Mooring a boat or vessel isn’t the same as parking a car; unlike a street or parking area, the sea doesn’t stay flat or still. Boats moored on marinas and docks bob up, down, and sideways even on calm waters. Movement is inevitable, let alone collisions with nearby vessels, unless a soft, blunt object is placed between the boats or next to the jetty.
That’s where marine fenders come in. Typically, made of rubber or polyvinyl chloride (PVC), these objects prevent boat hulls from grinding against each other or the rough sides of a concrete or wooden jetty. They spare boat owners from the headache of repairing hull damage and, to an extent, dock managers from dealing with irate boat owners.
Do old tyres work?
Some docks and harbours use old tyres as makeshift, low-cost marine fenders. However, the money saved from doing so may not be worth the safety risks. The tyres were retired for a reason, and it’s only one of the significant risks this common practice entails.
Truck tyres are usually good between three and six years, while aircraft tyres are switched out every 120 to 400 landings. Their rubber has suffered extensive wear and tear throughout their lifetime, even if they appear intact.
The least they might do is leave black residues on moored boats and vessels. However, the shape of the tyres is also a risk; being a hollow cylinder of worn-and-torn rubber, they can be flattened with enough external force, which also puts the boats at risk of collision.
At best, makeshift fenders should be a stopgap until the dock or harbour management can acquire dedicated boat fenders for sale. These fenders are designed for such a purpose from the ground up and made with materials fresh out of the factory. Depending on their quality and the environment in which they’re used, the fenders can remain solid for 20 years.

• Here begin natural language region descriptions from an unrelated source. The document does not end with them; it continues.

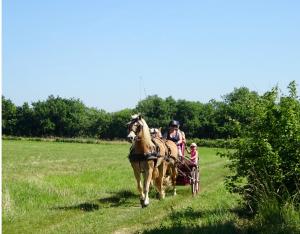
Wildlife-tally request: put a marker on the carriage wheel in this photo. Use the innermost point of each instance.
(195, 181)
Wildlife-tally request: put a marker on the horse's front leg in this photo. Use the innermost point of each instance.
(137, 173)
(147, 179)
(159, 180)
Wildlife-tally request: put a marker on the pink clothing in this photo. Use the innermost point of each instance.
(194, 156)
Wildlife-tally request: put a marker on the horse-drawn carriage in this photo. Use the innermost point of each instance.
(188, 174)
(157, 159)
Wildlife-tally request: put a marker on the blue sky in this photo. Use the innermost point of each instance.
(109, 54)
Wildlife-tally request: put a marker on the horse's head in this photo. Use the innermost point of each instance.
(134, 127)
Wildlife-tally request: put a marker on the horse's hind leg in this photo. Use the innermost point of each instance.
(159, 180)
(147, 180)
(137, 174)
(173, 178)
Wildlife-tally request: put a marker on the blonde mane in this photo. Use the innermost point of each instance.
(146, 134)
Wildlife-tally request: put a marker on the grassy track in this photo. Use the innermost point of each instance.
(51, 187)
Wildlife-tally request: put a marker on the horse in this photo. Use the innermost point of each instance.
(146, 157)
(142, 156)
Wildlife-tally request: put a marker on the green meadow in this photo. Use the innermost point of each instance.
(53, 187)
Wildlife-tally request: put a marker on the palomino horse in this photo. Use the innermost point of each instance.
(146, 157)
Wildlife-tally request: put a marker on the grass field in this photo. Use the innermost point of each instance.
(50, 187)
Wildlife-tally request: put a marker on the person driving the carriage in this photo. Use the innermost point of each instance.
(194, 153)
(175, 135)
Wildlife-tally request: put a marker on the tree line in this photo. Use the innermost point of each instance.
(62, 117)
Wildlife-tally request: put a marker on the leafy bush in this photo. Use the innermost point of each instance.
(268, 159)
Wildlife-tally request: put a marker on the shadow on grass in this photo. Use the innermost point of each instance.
(185, 221)
(227, 227)
(87, 207)
(121, 198)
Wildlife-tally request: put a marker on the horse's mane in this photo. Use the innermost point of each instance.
(146, 134)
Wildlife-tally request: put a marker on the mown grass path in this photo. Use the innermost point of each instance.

What are the fenders made of?
The ideal material for marine fenders should possess at least three characteristics. It must be:
Sturdy enough to cushion the boats while bobbing
Smooth enough to avoid damaging adjacent hulls
Light enough to float on the water while chained to the jetty
For our collection of marine fenders, two such materials fit the bill. First is ethylene propylene diene monomer (EPDM), a type of synthetic rubber which is a blend of three compounds. EPDM rubber is one of the most water-resistant types in the rubber family. Coupled with high resistance to the elements like UV radiation and weathering, it’s a popular choice for marine fenders.
The second is PVC, which you commonly see as external cladding for houses and pipes. In this case, however, the material undergoes additional treatment to be more suitable for marine use. For PVC marine fendering products, we have Gunwale trims for the edges of boats and pontoon fenders for installation on jetties and pontoons.
How to choose the right fender?
Marine fenders work best if the docks and the boat owners have them. Having fenders on both sides increases the gap between boats or the boat and the jetty, reducing the chance of collision. They’re also useful for ship-to-ship transfers wherein two vessels need to berth onto each other, mainly for resupplying or emergencies.
Choosing the best marine fender boils down to two factors: the size of the vessel and the local conditions when berthed at the docks. Here’s a closer look at each of them.
Naturally, the larger the boat, the more fenders it requires to ensure hull integrity. One rule of thumb dictates there should be a fender for every 10 feet of hull above the waterline. But the downside is a boat filled with rows of rubber or PVC fenders isn’t exactly a sight to behold for some (tugboats are fair game, as their job demands it).
Size is also proportional to the amount of force required to bring the vessel to a stop. When it docks on the jetty, it’s up to the right set of fenders to help it berth without incident. A fender with a large enough protrusion can be beneficial in this regard.
The docks are exposed to all sorts of weather, notably storms. Moored vessels will bob more erratically under the force of a passing typhoon, increasing the risk of damage. Though some forms of damage are unavoidable under such conditions, the right fenders in place can reduce the amount of damage boat owners have to deal with in the aftermath.
Without a doubt, marine fenders serve an invaluable purpose for dock managers and boat owners everywhere. Soft but sturdy, rubber or PVC, they spare people the trouble of dealing with vessel damage. Both parties should consider looking into getting a set for their benefit.